问题
Is it possible to use a timestamp field in the pyarrow
table to partition the s3fs
file system by "YYYY/MM/DD/HH
" while writing parquet file to s3
?
回答1:
I was able to achieve with a pyarrow write_to_dataset function which allows you to specify partition columns to create subdirectories.
Example:
import os
import s3fs
import pandas as pd
import pyarrow as pa
import pyarrow.parquet as pq
from pyarrow.filesystem import S3FSWrapper
access_key = <access_key>
secret_key = <secret_key>
bucket_name = <bucket_name>
fs = s3fs.S3FileSystem(key=access_key, secret=secret_key)
bucket_uri = 's3://{0}/{1}'.format(bucket_name, "data")
data = {'date': ['2018-03-04T14:12:15.653Z', '2018-03-03T14:12:15.653Z', '2018-03-02T14:12:15.653Z', '2018-03-05T14:12:15.653Z'],
'battles': [34, 25, 26, 57],
'citys': ['london', 'newyork', 'boston', 'boston']}
df = pd.DataFrame(data, columns=['date', 'battles', 'citys'])

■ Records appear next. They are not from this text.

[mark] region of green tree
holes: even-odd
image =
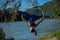
[[[53,0],[53,13],[55,16],[60,16],[60,0]]]

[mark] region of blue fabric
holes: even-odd
[[[23,16],[27,16],[28,21],[31,23],[32,21],[35,21],[41,17],[43,17],[43,15],[35,15],[35,14],[29,14],[26,12],[22,12],[22,11],[17,11],[17,13],[23,14]]]

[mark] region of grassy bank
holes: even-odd
[[[60,30],[57,30],[51,34],[47,34],[38,40],[60,40]]]

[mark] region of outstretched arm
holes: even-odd
[[[23,20],[24,22],[26,22],[26,24],[27,24],[28,26],[30,26],[30,23],[29,23],[28,21],[26,21],[26,19],[23,17],[23,14],[22,14],[21,18],[22,18],[22,20]]]
[[[44,20],[44,18],[42,18],[37,24],[36,27]]]

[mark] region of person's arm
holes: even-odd
[[[42,19],[36,24],[36,26],[38,26],[43,20],[44,20],[44,18],[42,18]]]

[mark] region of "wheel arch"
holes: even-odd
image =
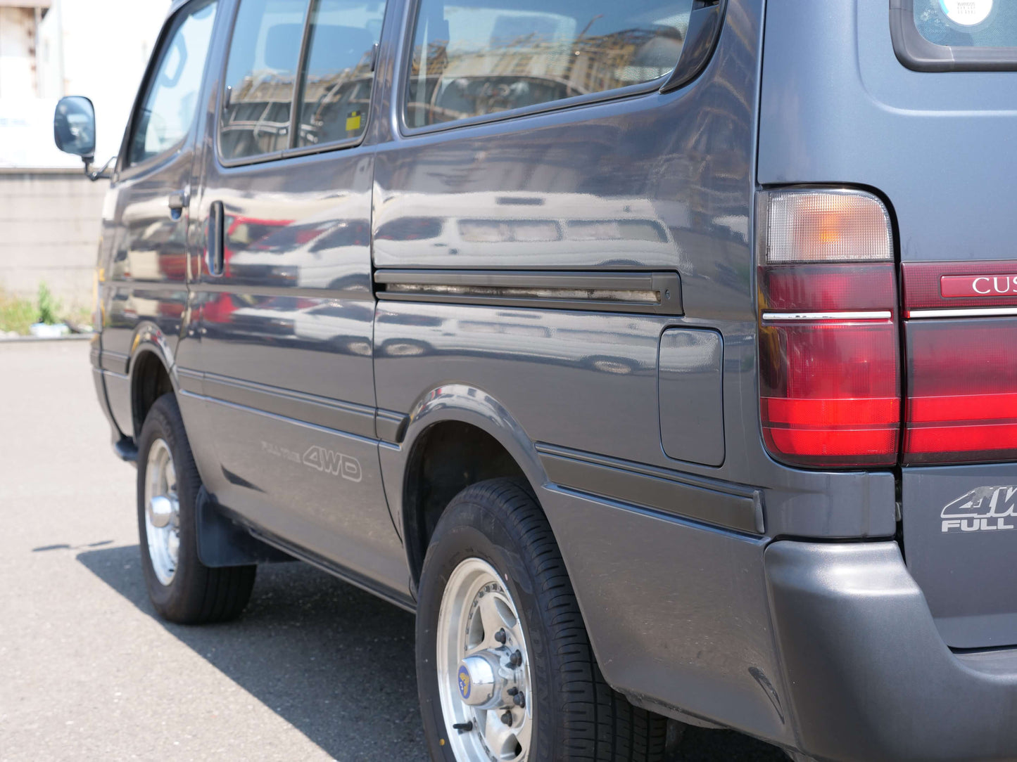
[[[470,485],[499,477],[522,479],[534,494],[547,482],[523,427],[494,396],[467,384],[446,384],[422,395],[400,449],[394,513],[414,590],[434,526],[452,498]]]
[[[135,441],[155,401],[168,392],[176,393],[178,384],[173,368],[173,350],[166,334],[153,323],[139,325],[131,341],[127,366]]]

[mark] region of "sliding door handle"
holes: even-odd
[[[706,68],[713,55],[713,49],[724,24],[727,0],[693,0],[693,10],[689,16],[689,28],[681,54],[661,92],[670,92],[687,84]]]
[[[208,274],[223,274],[226,265],[226,242],[223,228],[223,202],[213,201],[208,207],[208,240],[205,246],[205,265]]]
[[[168,201],[170,206],[170,216],[174,219],[179,219],[189,201],[190,193],[186,190],[171,193]]]

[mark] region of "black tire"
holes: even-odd
[[[153,568],[145,533],[144,487],[148,451],[164,440],[173,456],[180,503],[180,549],[176,572],[169,584],[160,582]],[[163,619],[180,624],[203,624],[233,619],[250,599],[257,566],[213,569],[198,559],[196,501],[201,489],[184,422],[173,394],[164,394],[152,405],[141,427],[137,448],[137,523],[141,569],[148,597]]]
[[[417,607],[417,686],[431,758],[455,760],[438,697],[436,632],[445,584],[468,558],[491,564],[520,610],[535,684],[530,762],[662,759],[666,720],[633,706],[604,681],[551,527],[529,488],[508,479],[457,495],[427,550]]]

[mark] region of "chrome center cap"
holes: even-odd
[[[464,703],[481,707],[497,704],[503,683],[497,668],[497,660],[484,653],[467,656],[460,662],[456,677]]]
[[[148,520],[158,529],[170,523],[173,512],[173,502],[163,495],[148,501]]]

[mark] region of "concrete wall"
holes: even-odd
[[[45,281],[67,307],[91,307],[107,181],[80,170],[0,169],[0,289],[35,299]]]

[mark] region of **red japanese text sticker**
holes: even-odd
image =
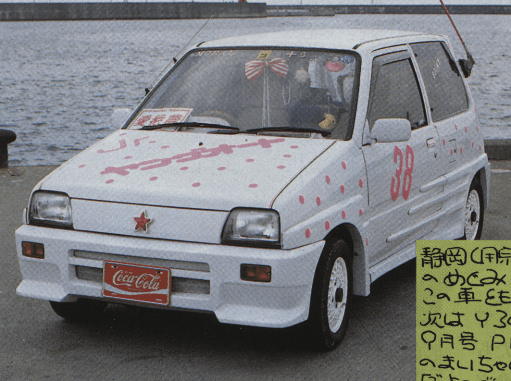
[[[193,108],[183,107],[146,109],[138,114],[129,128],[140,130],[146,126],[158,126],[186,122],[193,110]]]

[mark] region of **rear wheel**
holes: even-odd
[[[99,318],[108,305],[108,302],[80,298],[76,302],[54,302],[50,305],[57,315],[75,321],[87,321]]]
[[[465,235],[466,240],[479,240],[482,232],[484,205],[482,188],[477,178],[474,177],[469,189],[465,206]]]
[[[308,322],[314,347],[335,348],[347,328],[353,293],[352,255],[340,240],[327,242],[314,276]]]

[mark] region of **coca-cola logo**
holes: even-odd
[[[158,280],[161,277],[158,275],[152,275],[145,273],[140,275],[134,275],[132,273],[125,273],[122,270],[119,270],[113,274],[112,283],[117,286],[133,287],[134,289],[144,290],[159,290],[159,282]]]

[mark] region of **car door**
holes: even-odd
[[[408,120],[411,131],[406,141],[367,139],[363,145],[369,192],[370,266],[431,231],[436,223],[430,217],[442,207],[441,203],[428,204],[441,188],[421,191],[442,174],[442,153],[436,129],[427,121],[413,59],[407,47],[401,49],[375,57],[373,63],[364,136],[369,135],[375,122],[381,118]]]
[[[469,110],[463,78],[444,43],[421,42],[410,47],[424,80],[431,119],[440,139],[444,171],[448,173],[479,150],[472,133],[479,128],[477,115]]]

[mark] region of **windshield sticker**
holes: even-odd
[[[271,140],[263,138],[259,139],[257,141],[237,146],[236,145],[221,144],[218,147],[214,148],[206,148],[205,147],[193,148],[190,150],[189,152],[177,154],[171,157],[147,160],[141,161],[140,163],[133,163],[121,166],[107,166],[100,173],[101,175],[115,173],[121,176],[126,176],[130,174],[128,170],[133,171],[140,168],[141,171],[147,171],[147,170],[152,170],[170,165],[173,160],[175,160],[176,163],[183,163],[199,159],[214,157],[218,156],[221,153],[228,155],[234,152],[233,150],[233,148],[247,148],[257,146],[260,146],[263,148],[271,148],[272,144],[282,143],[285,140],[282,137]]]
[[[128,128],[140,130],[146,126],[180,123],[186,121],[193,110],[183,107],[146,109],[138,114]]]
[[[234,56],[234,51],[229,50],[205,50],[202,51],[202,52],[197,52],[194,55],[193,57],[207,57],[208,56],[211,56],[213,57],[216,56],[218,57],[221,57],[222,56]]]

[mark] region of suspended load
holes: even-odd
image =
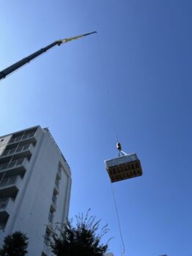
[[[127,154],[122,150],[119,142],[117,145],[119,156],[106,160],[106,170],[111,182],[120,181],[130,178],[141,176],[141,166],[136,153]],[[120,156],[122,155],[122,156]]]

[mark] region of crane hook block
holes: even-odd
[[[117,142],[117,150],[121,151],[122,150],[122,145],[121,145],[121,143],[120,142]]]

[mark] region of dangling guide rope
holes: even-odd
[[[116,125],[116,120],[115,120],[115,114],[114,114],[114,109],[113,109],[113,105],[110,98],[110,92],[109,92],[109,89],[108,87],[108,83],[107,83],[107,78],[106,78],[106,69],[105,69],[105,63],[104,63],[104,59],[103,59],[103,56],[102,54],[102,51],[101,51],[101,47],[100,47],[100,41],[99,41],[99,37],[97,37],[97,43],[98,43],[98,48],[99,48],[99,51],[100,51],[100,58],[101,58],[101,62],[102,62],[102,65],[103,65],[103,73],[104,73],[104,80],[105,80],[105,86],[106,88],[106,92],[108,94],[108,103],[109,103],[109,106],[110,106],[110,109],[111,111],[111,116],[112,116],[112,120],[113,120],[113,122],[114,122],[114,133],[115,133],[115,136],[117,139],[117,145],[120,143],[118,142],[119,139],[118,139],[118,134],[117,134],[117,125]],[[118,147],[117,147],[118,149]],[[120,219],[119,219],[119,212],[118,212],[118,208],[117,208],[117,201],[115,199],[115,195],[114,195],[114,188],[112,186],[112,183],[111,183],[111,191],[112,191],[112,194],[113,194],[113,198],[114,198],[114,205],[115,205],[115,210],[116,210],[116,213],[117,213],[117,221],[118,221],[118,226],[119,226],[119,234],[120,234],[120,238],[121,238],[121,241],[122,241],[122,254],[125,253],[125,244],[123,241],[123,238],[122,238],[122,229],[121,229],[121,224],[120,224]]]

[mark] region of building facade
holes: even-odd
[[[21,230],[29,256],[50,256],[50,233],[68,217],[70,169],[48,128],[0,137],[0,246]]]

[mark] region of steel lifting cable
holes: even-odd
[[[101,62],[102,62],[103,67],[103,74],[104,74],[105,86],[106,86],[106,91],[107,91],[107,94],[108,94],[108,103],[109,103],[109,106],[110,106],[110,109],[111,109],[111,116],[112,116],[112,120],[113,120],[113,122],[114,122],[114,128],[115,136],[116,136],[117,141],[118,142],[119,139],[118,139],[118,134],[117,134],[117,125],[116,125],[116,120],[115,120],[115,115],[114,115],[114,111],[112,102],[111,100],[110,92],[109,92],[109,89],[108,89],[108,83],[107,83],[104,59],[103,59],[102,51],[101,51],[101,46],[100,46],[99,37],[98,37],[98,36],[97,37],[97,43],[98,43],[98,48],[99,48],[100,59],[101,59]],[[123,254],[125,254],[125,244],[124,244],[123,237],[122,237],[122,228],[121,228],[121,224],[120,224],[119,215],[118,208],[117,208],[117,201],[116,201],[116,198],[115,198],[115,195],[114,195],[114,191],[113,185],[112,185],[111,183],[111,191],[112,191],[112,194],[113,194],[113,198],[114,198],[114,205],[115,205],[115,210],[116,210],[116,213],[117,213],[117,221],[118,221],[119,231],[120,238],[121,238],[122,244],[122,248],[123,248],[122,255],[123,255]]]

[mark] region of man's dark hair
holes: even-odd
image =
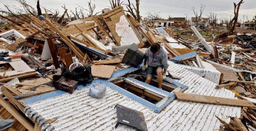
[[[159,50],[160,47],[159,44],[155,43],[150,47],[150,51],[153,53],[156,53]]]

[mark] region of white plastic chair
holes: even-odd
[[[70,66],[69,66],[69,70],[71,70],[72,69],[75,68],[76,67],[78,67],[78,66],[82,66],[83,65],[83,64],[79,62],[74,62],[72,63],[71,65],[70,65]]]

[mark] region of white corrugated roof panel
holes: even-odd
[[[178,82],[188,86],[185,93],[235,98],[229,91],[215,88],[216,84],[170,62],[169,68],[182,79]],[[46,119],[57,119],[50,123],[55,130],[111,130],[117,121],[117,104],[141,111],[144,114],[149,131],[218,130],[220,123],[217,115],[227,122],[229,117],[239,116],[241,107],[174,100],[157,113],[132,99],[108,87],[102,99],[88,95],[89,89],[77,90],[73,94],[65,94],[27,104]],[[134,130],[119,124],[116,130]]]

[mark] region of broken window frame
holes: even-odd
[[[123,74],[119,76],[117,76],[118,75],[117,75],[119,74],[120,74],[120,72],[123,72],[124,71],[125,71],[126,70],[127,71],[127,70],[130,70],[130,69],[133,69],[134,70],[132,71],[128,72],[126,73]],[[128,79],[130,81],[132,81],[133,84],[136,84],[140,87],[143,87],[143,88],[144,89],[146,89],[149,91],[150,91],[151,92],[153,92],[155,94],[160,94],[162,96],[164,97],[163,99],[159,101],[157,103],[154,104],[117,85],[116,85],[111,82],[116,79],[120,79],[121,77],[139,69],[136,68],[130,67],[128,69],[126,69],[124,71],[121,70],[118,71],[114,73],[112,76],[112,77],[107,81],[108,82],[104,83],[104,84],[115,91],[122,93],[126,96],[154,110],[154,111],[157,113],[159,113],[167,105],[169,104],[174,100],[176,98],[176,96],[173,93],[174,92],[183,92],[188,87],[187,86],[184,85],[174,79],[169,78],[166,78],[166,81],[178,86],[178,87],[172,91],[168,92],[134,78],[128,78],[126,79],[126,80],[127,80]]]
[[[26,37],[24,35],[17,32],[17,30],[15,29],[12,29],[0,34],[0,39],[4,41],[9,44],[10,44],[14,43],[15,40],[9,40],[8,38],[6,38],[10,35],[15,36],[16,40],[21,37],[23,39],[26,39]]]

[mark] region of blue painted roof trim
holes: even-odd
[[[168,96],[171,96],[171,94],[170,92],[168,92],[168,91],[165,91],[164,90],[163,90],[161,89],[159,89],[159,88],[157,88],[157,87],[154,87],[152,85],[150,85],[149,84],[147,84],[146,83],[142,81],[140,81],[137,79],[135,79],[133,78],[131,78],[131,77],[128,77],[127,78],[128,79],[131,80],[131,81],[133,81],[134,82],[136,82],[137,83],[138,83],[138,84],[142,84],[143,86],[147,86],[148,87],[149,87],[150,88],[151,88],[152,89],[153,89],[156,91],[159,91],[161,92],[161,93],[162,93],[163,94],[166,94],[166,95],[168,95]]]
[[[119,77],[120,76],[125,75],[127,73],[129,73],[129,72],[132,72],[138,70],[138,68],[131,67],[125,70],[121,70],[116,72],[114,72],[112,74],[112,76],[111,76],[111,77],[110,78],[110,79],[113,79],[114,78]],[[108,80],[108,79],[98,79],[93,81],[92,82],[87,83],[86,84],[86,86],[84,86],[82,85],[78,85],[77,88],[78,89],[83,89],[85,87],[90,86],[92,83],[94,82],[100,82],[105,81],[107,81]],[[66,92],[63,91],[58,90],[42,95],[33,96],[31,97],[19,99],[18,100],[18,101],[19,102],[22,102],[24,104],[28,104],[40,101],[43,100],[56,96],[60,96],[65,93],[67,93]],[[16,97],[18,97],[19,96],[16,96]]]
[[[111,79],[113,79],[116,78],[120,77],[123,76],[125,75],[127,73],[136,71],[138,69],[138,68],[131,67],[125,70],[121,70],[113,73],[111,78]],[[156,106],[156,104],[152,103],[135,95],[134,95],[127,91],[123,89],[118,87],[118,86],[113,84],[113,83],[109,82],[109,79],[95,79],[93,80],[92,82],[86,84],[86,86],[84,86],[82,85],[79,85],[78,86],[77,88],[78,89],[81,89],[85,87],[89,87],[93,83],[102,82],[106,85],[107,86],[115,90],[115,91],[123,94],[123,95],[128,97],[132,99],[133,100],[135,101],[138,102],[139,102],[143,105],[147,107],[148,107],[154,110],[156,113],[159,113],[164,107],[165,107],[166,105],[167,105],[172,101],[173,101],[176,97],[175,95],[173,92],[169,92],[161,90],[160,89],[159,89],[158,88],[144,83],[134,78],[128,77],[128,79],[133,81],[140,84],[154,89],[154,90],[160,92],[163,94],[166,94],[168,96],[170,97],[166,101],[164,102],[164,103],[163,104],[161,107],[158,107]],[[167,79],[169,78],[167,78]],[[181,83],[179,83],[174,80],[172,79],[168,79],[168,81],[171,81],[172,82],[175,83],[175,84],[176,84],[180,86],[183,89],[183,91],[187,89],[187,88],[188,87],[187,86],[185,86]],[[19,102],[22,102],[24,104],[28,104],[37,102],[49,98],[60,96],[66,93],[67,93],[65,92],[61,91],[58,90],[42,95],[33,96],[29,98],[21,99],[19,100],[18,101]]]
[[[179,55],[175,57],[169,59],[171,61],[183,61],[188,59],[194,57],[197,55],[196,51],[189,52],[182,55]]]
[[[107,81],[103,82],[102,83],[107,86],[110,87],[113,89],[119,92],[126,96],[131,98],[133,100],[138,102],[139,103],[154,110],[156,112],[159,113],[161,111],[161,109],[157,107],[155,104],[151,103],[144,99],[130,92],[126,91],[119,87],[114,84]]]

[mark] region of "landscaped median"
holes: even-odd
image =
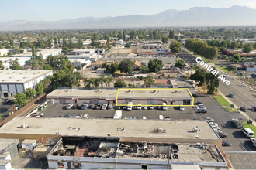
[[[213,96],[216,100],[217,100],[223,108],[226,109],[227,111],[233,111],[233,112],[238,112],[237,109],[236,108],[230,108],[230,104],[228,102],[224,97],[222,96],[213,95]]]
[[[256,138],[256,126],[253,124],[247,124],[247,121],[244,121],[244,128],[249,128],[253,132],[254,132],[254,138]]]

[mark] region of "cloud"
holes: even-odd
[[[238,5],[240,6],[247,6],[256,9],[256,0],[229,0],[226,4],[230,6]]]

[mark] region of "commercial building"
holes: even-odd
[[[24,94],[27,88],[36,88],[40,80],[53,75],[52,70],[0,70],[0,98]]]
[[[117,100],[116,100],[117,99]],[[47,96],[47,100],[56,104],[117,104],[133,102],[142,105],[192,105],[193,97],[186,89],[114,89],[92,90],[82,88],[57,89]]]
[[[9,70],[12,66],[12,62],[15,61],[16,59],[19,60],[19,63],[21,66],[24,66],[25,64],[30,61],[30,57],[1,57],[0,61],[2,61],[5,66],[4,70]]]
[[[17,128],[22,124],[29,128]],[[16,117],[1,128],[0,138],[62,136],[48,149],[49,168],[227,166],[222,140],[208,121]]]

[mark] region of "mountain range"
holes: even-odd
[[[0,22],[0,31],[115,29],[176,26],[226,26],[256,25],[256,9],[234,5],[229,8],[194,7],[189,10],[169,9],[151,15],[85,17],[60,21],[13,20]]]

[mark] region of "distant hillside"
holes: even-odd
[[[0,30],[110,29],[160,26],[208,26],[256,25],[256,9],[238,5],[229,8],[195,7],[169,9],[152,15],[85,17],[56,22],[14,20],[0,22]]]

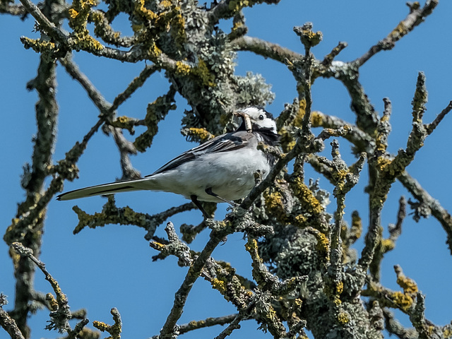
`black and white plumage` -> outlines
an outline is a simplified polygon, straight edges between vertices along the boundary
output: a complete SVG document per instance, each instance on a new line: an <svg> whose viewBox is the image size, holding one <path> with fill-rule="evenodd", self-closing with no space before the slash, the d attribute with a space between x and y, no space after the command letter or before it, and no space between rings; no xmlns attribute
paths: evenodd
<svg viewBox="0 0 452 339"><path fill-rule="evenodd" d="M267 176L273 160L257 149L263 142L275 145L279 137L271 114L251 107L237 113L239 129L217 136L183 153L143 179L93 186L64 193L65 201L119 192L150 190L181 194L191 199L206 215L198 201L215 203L240 199L255 184L254 173Z"/></svg>

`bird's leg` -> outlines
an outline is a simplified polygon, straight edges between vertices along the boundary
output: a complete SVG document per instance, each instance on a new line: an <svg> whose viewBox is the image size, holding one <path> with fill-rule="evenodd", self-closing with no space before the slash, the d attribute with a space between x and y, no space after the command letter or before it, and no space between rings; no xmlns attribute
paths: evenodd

df['date'] = df['date'].map(lambda t: pd.to_datetime(t, format="%Y-%m-%dT%H:%M:%S.%fZ"))
df['year'], df['month'], df['day'] = df['date'].apply(lambda x: x.year), df['date'].apply(lambda x: x.month), df['date'].apply(lambda x: x.day)
df.groupby(by=['citys'])
table = pa.Table.from_pandas(df)
pq.write_to_dataset(table, bucket_uri, filesystem=fs, partition_cols=['year', 'month', 'day'], use_dictionary=True, compression='snappy', use_deprecated_int96_timestamps=True)
回答2:
As far as I can tell: No.
It can READ partitioned data but nothing related to writing.
There are several places which document the writing functions and none of them take partition options.
Can pyarrow write multiple parquet files to a folder like fastparquet's file_scheme='hive' option?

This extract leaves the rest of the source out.